Sem saber mais detalhes que aqueles que foram dados pela imprensa credível arrisco-me a dizer que as células (neste caso os assentos) em que viajavam os malogrados emigrantes não estariam fixados convenientemente ao veículo e quem nem os viajantes estariam, seguramente, fixados a estes.
A acusação que pende sobre o condutor e sobre o proprietário da carrinha é a de homicídio involuntário – para além da violação de outras normas relacionados com o Código da Estrada e do Transporte de Passageiros. Mas a Espada de Démocles destas duas pessoas não deveria ser tão ligeira. Prestar-se a transportar pessoas em condições piores que aquelas exigidas para os animais e para as próprias mercadorias (que até sobre estas pesa a obrigação de conveniente amarração) deveria ser considerado tentativa de homicídio premeditado com especial dolo.
Mas a história não acaba aqui… desde esse acidente mais uma dezena de emigrantes portugueses já morreu nas estradas de regresso a casa.
Porque morrem tanto os emigrantes na estrada?
Vamos ver a realidade como ela é. Aqui onde moro, no Luxemburgo, quando chegam as férias colectivas é o frenesim do regresso a casa. Acumulando horas aqui e ali a maior parte dos que trabalham no sector da construção conseguem ter livre a última sexta-feira de trabalho.
Preparados que estão os carros na quarta-feira à noite, levantam-se, muitos de madrugada, para ir trabalhar na última quinta-feira do ano de trabalho, trabalham o dia todo, chegam a casa, e tal qual lebres perseguidas por um galgo, lançam-se à estrada com uma sofreguidão sem par. Pela frente têm 2.000Km a fazer. Muitas vezes “de empreitada”. Entram pela noite dentro em França e, com sorte, vão almoçar a casa. Ou não… sem sorte acabam os seus dias numa qualquer estrada de França ou de Espanha num emaranhado de ferros, vidros partidos, sangue e lágrimas dos que ficam.
No Luxemburgo, a maior distância possível de viajar ronda os 100Km, entre Rumelange e Schmiede. A distância que os nossos emigrantes se aprestam a fazer é 20 vezes superior a esta. No seu dia-a-dia no Luxemburgo poucos são aqueles que conduzem sequer: a carrinha do trabalho apanha-os à porta de casa e aí os larga ao fim da jornada de trabalho. Sem dormir, depois de trabalharem um dia inteiro, esta atitude tem um nome, semelhante ao caso anterior: tentativa de suicídio.

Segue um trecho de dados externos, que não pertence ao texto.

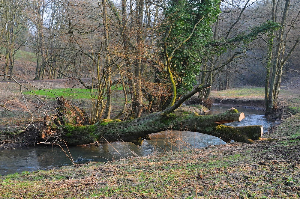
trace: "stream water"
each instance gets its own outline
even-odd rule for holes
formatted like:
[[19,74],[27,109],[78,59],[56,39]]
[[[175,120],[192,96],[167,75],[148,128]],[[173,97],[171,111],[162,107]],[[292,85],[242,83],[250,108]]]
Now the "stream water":
[[[210,113],[224,111],[231,108],[214,105]],[[264,132],[274,124],[264,117],[264,113],[255,109],[237,107],[245,114],[241,122],[233,122],[229,126],[262,125]],[[145,156],[156,152],[169,151],[183,148],[200,148],[209,145],[222,144],[225,143],[220,139],[199,133],[172,131],[164,131],[152,134],[150,141],[145,140],[138,146],[129,143],[121,142],[84,147],[70,147],[69,150],[75,163],[89,161],[107,162],[133,156]],[[64,149],[64,150],[66,149]],[[68,154],[69,156],[70,155]],[[0,175],[4,175],[23,171],[32,171],[72,165],[70,159],[59,147],[45,147],[36,146],[26,148],[0,150]]]

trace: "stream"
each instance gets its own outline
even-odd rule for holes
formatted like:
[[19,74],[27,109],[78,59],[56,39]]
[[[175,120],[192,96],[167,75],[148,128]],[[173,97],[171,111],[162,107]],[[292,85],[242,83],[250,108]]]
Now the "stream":
[[[214,105],[209,113],[224,112],[232,106]],[[240,107],[236,108],[239,111],[244,113],[245,119],[240,122],[234,122],[226,125],[232,126],[262,125],[265,133],[269,127],[275,124],[264,117],[263,111]],[[128,142],[117,142],[100,145],[99,147],[93,144],[69,147],[70,156],[59,147],[45,147],[44,146],[38,145],[28,148],[1,150],[0,175],[71,165],[71,158],[76,164],[92,161],[107,162],[114,159],[145,156],[158,152],[225,144],[218,138],[192,132],[163,131],[150,136],[151,140],[144,141],[141,146]],[[65,150],[67,149],[64,148]]]

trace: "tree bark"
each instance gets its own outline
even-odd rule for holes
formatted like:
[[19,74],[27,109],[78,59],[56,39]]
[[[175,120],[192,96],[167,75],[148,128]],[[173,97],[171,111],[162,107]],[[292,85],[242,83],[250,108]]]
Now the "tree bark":
[[[149,134],[172,130],[210,135],[220,138],[226,142],[233,140],[251,143],[259,140],[262,135],[262,126],[232,127],[222,125],[233,121],[240,121],[244,118],[244,113],[238,112],[234,108],[221,113],[203,115],[199,115],[198,113],[199,110],[196,109],[179,107],[185,99],[210,86],[209,84],[199,86],[183,96],[173,106],[143,117],[125,121],[103,119],[94,125],[79,126],[76,126],[77,124],[76,120],[69,120],[68,121],[74,121],[65,123],[57,128],[55,130],[53,128],[51,129],[52,127],[48,127],[47,129],[48,132],[56,131],[56,134],[48,135],[44,138],[48,140],[51,136],[57,137],[59,133],[69,145],[94,142],[97,145],[99,142],[127,141],[141,145],[144,140],[151,139]],[[66,107],[70,106],[67,105]],[[63,112],[67,112],[62,110],[59,111],[60,113]],[[65,120],[66,117],[61,116],[60,118]],[[57,126],[59,117],[48,117],[50,118],[55,119],[53,122],[48,122],[47,126]],[[55,123],[56,122],[56,124]]]

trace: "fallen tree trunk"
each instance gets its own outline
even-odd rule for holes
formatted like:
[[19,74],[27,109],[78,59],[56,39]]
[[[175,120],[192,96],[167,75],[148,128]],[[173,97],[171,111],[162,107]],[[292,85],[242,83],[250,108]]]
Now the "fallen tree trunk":
[[[77,126],[76,124],[66,123],[57,128],[55,130],[57,132],[57,129],[61,129],[59,134],[69,145],[94,142],[97,145],[99,143],[127,141],[140,145],[144,140],[151,139],[149,134],[171,130],[210,135],[226,142],[233,140],[253,143],[259,139],[262,135],[262,126],[234,127],[223,125],[232,121],[240,121],[244,118],[243,113],[238,112],[234,108],[218,114],[200,115],[196,109],[178,108],[186,99],[199,91],[209,87],[209,84],[198,86],[183,96],[172,106],[143,117],[125,121],[104,119],[93,125]],[[54,118],[54,122],[58,119],[53,116],[52,118]],[[53,124],[48,123],[47,125],[52,126]],[[55,131],[52,128],[48,128],[49,132]],[[49,133],[47,135],[49,135]],[[57,134],[55,136],[52,133],[50,135],[50,136],[45,136],[45,139],[49,139],[51,136],[57,136]]]

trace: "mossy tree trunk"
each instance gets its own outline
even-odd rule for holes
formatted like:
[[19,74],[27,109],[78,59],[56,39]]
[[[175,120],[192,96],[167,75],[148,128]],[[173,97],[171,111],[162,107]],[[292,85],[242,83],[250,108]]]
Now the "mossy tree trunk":
[[210,86],[209,84],[198,86],[173,106],[162,111],[125,121],[103,119],[93,125],[66,124],[61,126],[60,135],[69,145],[128,141],[140,145],[144,140],[151,139],[149,134],[170,130],[202,133],[220,138],[226,142],[233,140],[252,143],[259,139],[262,133],[261,126],[232,127],[222,125],[239,121],[244,118],[243,113],[234,108],[218,114],[200,115],[198,114],[199,110],[179,107],[186,99]]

Não há nada que possa justificar estas duas situações. Absolutamente nada. Não existe outro adjectivo para caracterizar estas atitudes que não “irresponsável”.

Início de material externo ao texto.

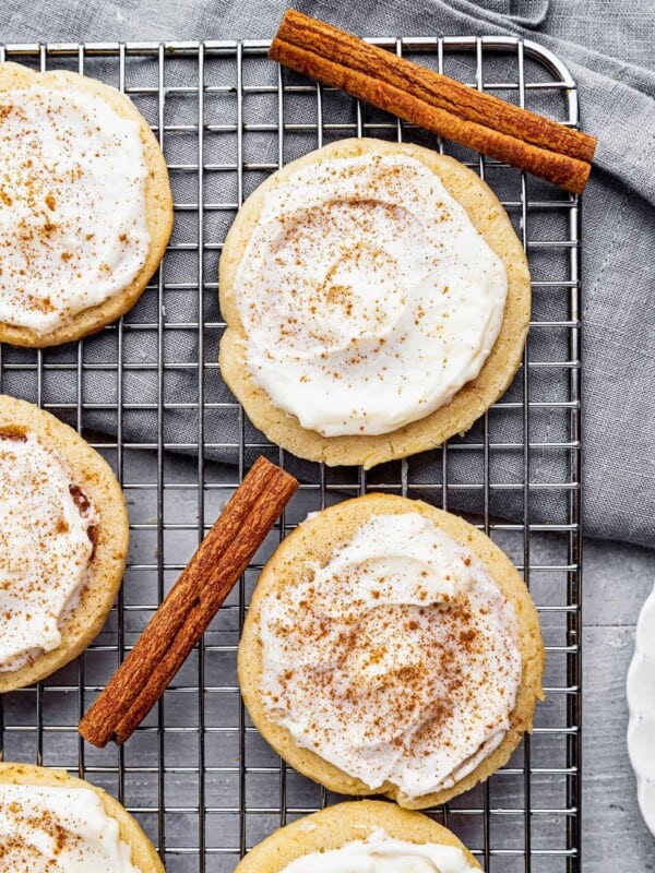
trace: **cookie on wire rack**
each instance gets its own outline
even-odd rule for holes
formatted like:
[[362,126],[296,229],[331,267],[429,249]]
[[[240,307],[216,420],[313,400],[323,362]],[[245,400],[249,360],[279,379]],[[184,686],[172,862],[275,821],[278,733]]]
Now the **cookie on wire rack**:
[[68,773],[0,763],[3,870],[164,873],[155,847],[102,788]]
[[327,806],[281,827],[251,849],[235,873],[373,869],[475,873],[481,866],[451,830],[427,815],[394,803],[360,800]]
[[255,727],[340,794],[427,809],[503,766],[543,698],[538,614],[464,519],[368,494],[311,517],[259,578],[238,653]]
[[122,582],[128,541],[107,462],[55,416],[0,395],[0,693],[88,646]]
[[56,346],[131,309],[166,249],[162,150],[132,101],[0,63],[0,342]]
[[273,174],[226,238],[223,378],[299,457],[372,467],[466,431],[527,335],[523,247],[451,157],[373,139]]

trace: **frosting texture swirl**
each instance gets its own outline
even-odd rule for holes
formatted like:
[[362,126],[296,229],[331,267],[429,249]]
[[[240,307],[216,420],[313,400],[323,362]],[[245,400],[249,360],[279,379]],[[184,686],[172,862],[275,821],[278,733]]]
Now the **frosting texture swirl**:
[[281,873],[473,873],[462,849],[394,839],[381,828],[338,849],[310,852]]
[[512,603],[419,513],[372,515],[265,597],[261,639],[270,717],[370,789],[410,799],[500,745],[521,685]]
[[0,873],[139,873],[86,788],[0,784]]
[[0,321],[46,334],[145,263],[140,128],[81,91],[0,93]]
[[0,433],[0,671],[60,645],[97,521],[61,457],[34,434]]
[[324,436],[448,404],[489,356],[507,289],[463,206],[400,153],[323,159],[266,192],[235,280],[254,382]]

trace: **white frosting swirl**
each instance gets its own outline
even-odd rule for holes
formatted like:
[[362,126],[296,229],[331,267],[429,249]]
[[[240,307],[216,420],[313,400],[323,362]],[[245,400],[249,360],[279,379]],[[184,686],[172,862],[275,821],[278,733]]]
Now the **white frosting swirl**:
[[74,489],[63,459],[34,434],[0,433],[0,672],[61,644],[60,624],[84,585],[97,523]]
[[453,786],[510,726],[515,612],[485,565],[418,513],[373,515],[261,607],[262,686],[296,743],[417,798]]
[[406,154],[326,158],[267,192],[235,295],[253,380],[324,436],[389,433],[475,379],[507,274]]
[[381,828],[338,849],[310,852],[281,873],[474,873],[462,849],[394,839]]
[[140,125],[80,91],[7,91],[0,154],[0,322],[45,334],[145,263]]
[[0,873],[139,873],[88,788],[0,784]]

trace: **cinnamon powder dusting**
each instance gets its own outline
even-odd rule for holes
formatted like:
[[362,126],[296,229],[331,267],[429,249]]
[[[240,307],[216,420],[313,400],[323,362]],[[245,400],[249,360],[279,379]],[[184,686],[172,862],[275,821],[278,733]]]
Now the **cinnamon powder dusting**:
[[461,778],[509,726],[521,678],[511,606],[412,514],[373,516],[314,570],[262,608],[270,715],[370,788],[391,780],[417,797]]
[[0,429],[0,671],[59,645],[59,626],[93,558],[97,521],[55,450],[22,427]]

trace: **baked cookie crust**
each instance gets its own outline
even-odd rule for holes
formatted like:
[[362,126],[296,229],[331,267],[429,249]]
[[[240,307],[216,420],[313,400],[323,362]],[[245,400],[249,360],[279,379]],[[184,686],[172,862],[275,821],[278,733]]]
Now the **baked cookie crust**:
[[340,849],[346,842],[366,839],[376,829],[394,838],[424,845],[454,846],[462,849],[475,870],[481,866],[473,854],[445,827],[419,812],[402,810],[380,800],[354,800],[327,806],[313,815],[281,827],[252,848],[235,873],[279,873],[310,852]]
[[37,334],[29,327],[0,322],[0,343],[45,348],[47,346],[58,346],[61,343],[71,343],[88,334],[96,333],[134,306],[159,265],[170,238],[172,229],[172,195],[168,181],[168,169],[159,144],[150,124],[128,97],[115,88],[104,85],[102,82],[67,70],[39,73],[12,61],[0,63],[0,94],[4,91],[28,88],[32,85],[56,91],[90,94],[97,100],[104,100],[109,104],[121,118],[136,121],[140,125],[143,155],[147,167],[145,218],[150,234],[150,247],[145,263],[132,282],[118,294],[112,295],[97,306],[78,312],[70,321],[47,334]]
[[[500,745],[451,788],[419,798],[408,798],[397,786],[384,782],[372,791],[360,779],[335,767],[314,752],[296,744],[290,732],[273,721],[263,703],[261,609],[265,598],[285,589],[312,563],[324,565],[352,539],[371,515],[419,513],[430,518],[454,540],[469,549],[487,567],[491,578],[516,612],[522,681],[510,716],[510,728]],[[532,731],[537,699],[544,698],[541,678],[545,650],[539,618],[527,588],[510,559],[485,534],[463,518],[418,500],[392,494],[368,494],[344,501],[309,518],[277,548],[264,566],[248,611],[238,651],[241,694],[255,727],[273,749],[295,769],[340,794],[383,794],[406,809],[426,809],[444,803],[484,781],[510,760],[525,731]]]
[[[76,658],[96,637],[122,582],[129,522],[121,488],[107,462],[68,424],[25,400],[0,395],[0,433],[34,433],[66,461],[75,485],[99,514],[95,548],[80,602],[64,619],[61,645],[24,667],[0,672],[0,693],[32,685]],[[37,519],[35,519],[36,523]]]
[[[297,170],[334,158],[367,153],[404,154],[436,172],[449,193],[466,210],[471,222],[504,264],[508,297],[500,333],[491,354],[473,381],[445,406],[403,428],[379,435],[322,436],[302,428],[296,416],[277,409],[259,387],[246,362],[246,332],[235,296],[237,271],[259,222],[266,194]],[[330,466],[361,464],[365,468],[441,445],[464,433],[509,387],[523,355],[531,313],[527,260],[512,224],[491,189],[454,158],[429,148],[381,140],[342,140],[287,164],[261,184],[246,201],[233,224],[218,268],[221,311],[227,328],[221,340],[223,378],[240,400],[252,423],[283,449],[298,457]]]
[[35,767],[29,764],[0,763],[0,784],[34,785],[53,788],[91,789],[103,801],[105,812],[118,822],[120,839],[130,847],[132,864],[141,873],[165,873],[155,847],[124,806],[102,788],[69,776],[64,770]]

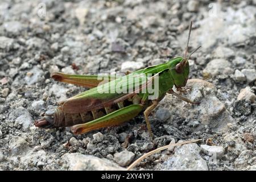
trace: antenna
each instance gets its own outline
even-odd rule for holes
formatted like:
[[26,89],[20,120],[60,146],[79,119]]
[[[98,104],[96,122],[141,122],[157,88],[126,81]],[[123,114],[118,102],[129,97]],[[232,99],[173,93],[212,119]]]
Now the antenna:
[[187,63],[187,62],[188,61],[189,59],[190,58],[190,56],[191,56],[191,55],[192,54],[193,54],[196,51],[197,51],[198,49],[199,49],[199,48],[201,47],[201,46],[199,46],[199,47],[197,47],[195,50],[194,50],[194,51],[193,51],[192,52],[191,52],[191,53],[189,55],[189,56],[188,56],[188,59],[186,60],[186,61],[185,61],[184,64],[185,64]]
[[189,32],[188,32],[188,42],[187,42],[187,47],[186,47],[186,49],[185,50],[185,54],[184,55],[184,59],[185,59],[185,57],[187,57],[187,54],[188,53],[188,44],[189,43],[190,35],[191,34],[191,29],[192,29],[192,23],[193,23],[192,21],[191,21],[191,22],[190,23],[190,26],[189,26]]

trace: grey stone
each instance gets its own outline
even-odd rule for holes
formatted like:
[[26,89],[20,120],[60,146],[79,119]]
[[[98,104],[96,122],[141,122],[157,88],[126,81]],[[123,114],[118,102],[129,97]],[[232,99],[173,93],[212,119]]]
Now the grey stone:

Estamos em meados de Abril e muitos começam já a pensar nas 3 semanas de férias em Portugal. Já se fazem contas a quilómetros, a portagens, à merenda… Já se faz conta ao tempo que se demora e ao sítio onde vamos almoçar naquela sexta-feira ganhada com suor.
Façam contas ao esquife em que se vão lançar. Façam contas aos que ficam. Façam contas à vida.
Retomando o início, de todos os comentários que fui vendo acerca do acidente ocorrido em França os mais repugnantes, sim repugnantes, que vi foram os que apelavam ao sofrimento e ao sacrifício que é a vida de emigrante. Que “todos temos a nossa cruz” e temos que a carregar até ao Golgóta.
De tudo o que podemos escolher na vida o local onde nascemos e o local onde morremos são os mais aleatórios. Poderei, eu também, morrer numa estrada de França ou de Espanha. Nunca será por me lançar à estrada no fim de um dia de trabalho e muito menos será sentado num sofá ou numa cadeira de praia.
Aos que defendem o, cristão, sacrifício tenho tão só a dizer-vos: nunca serei o vosso Simão.